America 2000, Goals 2000 & Regents 2003

David Wiles, Eaps 760


    Since the mid l980's the estimates of policy time have taken several strange transformations. On one hand, there has been ever growing reluctance to describe operational costs and benefits with long range forecasts. Skeptics argue that the real shelf life of an honest social policy appraisal is approximate to an "extended" five day weather forecast. Who can tell who might be downsized in some "load shed" or "jobbing?" Who can count upon a state budget being completed within the legal requirements? The uncertainty feeds the day to day hedging and the continual state of ambiguity.

     On the other hand, the years estimated to reach full implementation of any major policy reform agenda has not shortened significantly. The l983 "nation at risk" charges of k-12 public education failure culminated in a l988 President and Governor's Conference pledging allegiance to the American 2000 goal. Those estimated twelve years shortened to eight when, in l992, President Clinton declared the Goals 2000 agenda (some would argue-quite legitimately- that the Goals 2000 did not go into force until enacted in legislation in 1994).

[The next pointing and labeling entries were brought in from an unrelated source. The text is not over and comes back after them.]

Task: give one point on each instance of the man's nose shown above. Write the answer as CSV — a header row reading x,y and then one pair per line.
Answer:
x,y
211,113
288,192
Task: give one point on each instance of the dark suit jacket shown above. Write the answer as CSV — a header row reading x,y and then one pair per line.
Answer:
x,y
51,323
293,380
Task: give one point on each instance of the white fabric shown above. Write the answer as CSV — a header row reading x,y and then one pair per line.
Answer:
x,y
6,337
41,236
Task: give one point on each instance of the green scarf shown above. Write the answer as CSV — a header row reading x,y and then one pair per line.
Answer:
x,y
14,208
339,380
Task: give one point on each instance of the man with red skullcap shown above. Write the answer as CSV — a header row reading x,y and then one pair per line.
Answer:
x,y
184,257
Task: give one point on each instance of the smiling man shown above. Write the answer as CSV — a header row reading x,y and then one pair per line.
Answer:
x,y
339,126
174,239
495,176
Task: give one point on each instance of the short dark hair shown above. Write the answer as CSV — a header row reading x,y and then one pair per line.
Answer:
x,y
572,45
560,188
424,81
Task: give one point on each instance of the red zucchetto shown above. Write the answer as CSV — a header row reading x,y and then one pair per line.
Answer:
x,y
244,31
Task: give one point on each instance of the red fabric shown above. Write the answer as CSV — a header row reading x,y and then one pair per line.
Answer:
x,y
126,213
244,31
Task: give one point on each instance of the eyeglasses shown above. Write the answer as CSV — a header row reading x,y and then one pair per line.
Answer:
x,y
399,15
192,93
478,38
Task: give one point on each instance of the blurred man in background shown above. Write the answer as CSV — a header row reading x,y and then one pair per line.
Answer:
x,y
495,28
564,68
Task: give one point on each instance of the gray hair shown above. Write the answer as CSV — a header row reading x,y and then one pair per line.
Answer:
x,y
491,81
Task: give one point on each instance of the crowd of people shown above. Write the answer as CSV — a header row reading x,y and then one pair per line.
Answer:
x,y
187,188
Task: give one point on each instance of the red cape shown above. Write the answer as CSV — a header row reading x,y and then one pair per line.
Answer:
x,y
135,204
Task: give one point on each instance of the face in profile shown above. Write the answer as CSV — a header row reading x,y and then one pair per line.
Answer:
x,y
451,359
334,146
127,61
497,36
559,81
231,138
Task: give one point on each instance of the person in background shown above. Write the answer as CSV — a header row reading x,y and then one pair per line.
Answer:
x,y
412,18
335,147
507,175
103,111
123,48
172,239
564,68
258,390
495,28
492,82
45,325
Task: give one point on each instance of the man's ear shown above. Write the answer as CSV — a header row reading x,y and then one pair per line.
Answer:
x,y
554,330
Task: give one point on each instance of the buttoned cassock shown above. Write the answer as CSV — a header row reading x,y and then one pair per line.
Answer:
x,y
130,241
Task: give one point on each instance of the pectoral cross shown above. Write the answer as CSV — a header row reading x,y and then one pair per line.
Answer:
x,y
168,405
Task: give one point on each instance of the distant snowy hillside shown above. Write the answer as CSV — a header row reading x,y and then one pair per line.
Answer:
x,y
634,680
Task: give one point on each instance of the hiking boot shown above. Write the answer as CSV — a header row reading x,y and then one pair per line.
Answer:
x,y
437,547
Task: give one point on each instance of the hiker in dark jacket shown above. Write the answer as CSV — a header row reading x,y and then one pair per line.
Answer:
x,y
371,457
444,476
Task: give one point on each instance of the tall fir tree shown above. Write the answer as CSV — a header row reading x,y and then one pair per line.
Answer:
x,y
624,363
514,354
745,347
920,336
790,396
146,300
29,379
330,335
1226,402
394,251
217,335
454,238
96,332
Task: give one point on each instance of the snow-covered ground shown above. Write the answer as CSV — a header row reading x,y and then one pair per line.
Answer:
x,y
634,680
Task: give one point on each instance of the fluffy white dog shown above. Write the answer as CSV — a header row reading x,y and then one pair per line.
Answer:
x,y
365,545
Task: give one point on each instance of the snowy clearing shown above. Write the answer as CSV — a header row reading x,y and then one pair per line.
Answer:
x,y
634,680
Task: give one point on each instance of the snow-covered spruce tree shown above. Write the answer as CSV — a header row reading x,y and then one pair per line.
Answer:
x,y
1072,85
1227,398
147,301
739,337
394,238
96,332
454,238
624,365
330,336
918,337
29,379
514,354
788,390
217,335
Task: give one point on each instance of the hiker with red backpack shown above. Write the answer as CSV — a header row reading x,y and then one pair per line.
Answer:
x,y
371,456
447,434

     This past spring, the New York Board of Regents mandated full implementation of an all Regents secondary curriculum by the year 2003. The time between the initial year of implementation efforts in English Language Arts (starting in September 1996) and the last of the declared reform initiative is eight and one half years. While the different patterning of long term expectations could be attributed to national versus state objectives, it is just as likely that both complex policy systems exhibit the same means of estimating full compliance.

     What do educators responsible for directing the school reform initiatives toward the 21st century tell the citizens paying taxes to support good schools and the parents expecting their children to become literate and academically competent? Is the answer as simple as distinguishing "education time" as a study of moment to moment personal development and "school time" as the allocation patterns of dynamic complex organizations operating? If so, the answers to the question of how long will it take to reform compulsory k-12 education are (a) it depends upon each individual child attending any form of schooling and (b) it depends upon the balancing of the institution of public education against all other forms of schooling.

     Under the instant to instant interpretation (a above)the public schools could be abolished along with the entire public service sector or they could be reduced to an 1830ish "charity school" role for serving the most disadvantaged and dispossessed in the country. Under the interpretation conceding the complexities of real policy life and bureaucratic organization the best bet for a successful negotiation and accommodation of k-12 public schools seems eight to twelve years. This might be considered as an improvement from the conventional wisdom that persistent educational change takes closer to on half a century.

     One thing is sure. There are a considerable group of people that will bet everything on the instant to instant hope. The technology translation of this vision seems a replay of the 1960's "be here now" or "perceiving, behaving, becoming" assumptions dressed up in the garb of high internet fashion. Under this version of the future what a person knows is more likely to be a measure of their particular "bundling" of information (e.g., Netscape "bookmarks" or Microsoft Explorer "favorites") and less the conventional testing demonstrations.

     Another thing is sure. There is another large group of people that will bet everything on the assumption of eight to twelve years of planned change development. If the past is prelude to the future, those fighting for the future viability of the public school institution will look alot like the public school educators that have worked so diligently to teach children since world war two. How the future will judge present public school educators is anyones guess. If the past has only generated the momentum for a countervailing opposite to present day schooling, the institution of public school may refind a description from another era. Computers may be banned to school children as an access to the devils of pornography and politically incorrect thoughts. Communication may come to depend upon the demonstration of what you know through the use of the quill pen, slate and chalk or old Smith Corona typewriters. The public schools of America could recreate the McGuffey and King James Version days with a late l990's to early 21st century vengeance.

     As the 1996-1997 academic year progresses in k-12 school settings throughout New York and the nation we should be sensitive to use of any future year as a benchmark of expectation. Hopefully, we will be able to distinguish the expected replacement and upgrade of computers and other technology as they contrast to buying gas for school buses on one hand and retrofitting the roofs of buildings on the other. Hopefully, we will be able to distinguish the meaning of "good" educating as a reciprocating feature of teachers, students and parents thinking together from the meaning of "good" schooling as a successfully negotiated set of allocation decisions for or against the present institution. If so, there is a slim chance we may also recognize different meanings of estimating time for progress and the difference between forward, idle and reverse in planned change initiatives.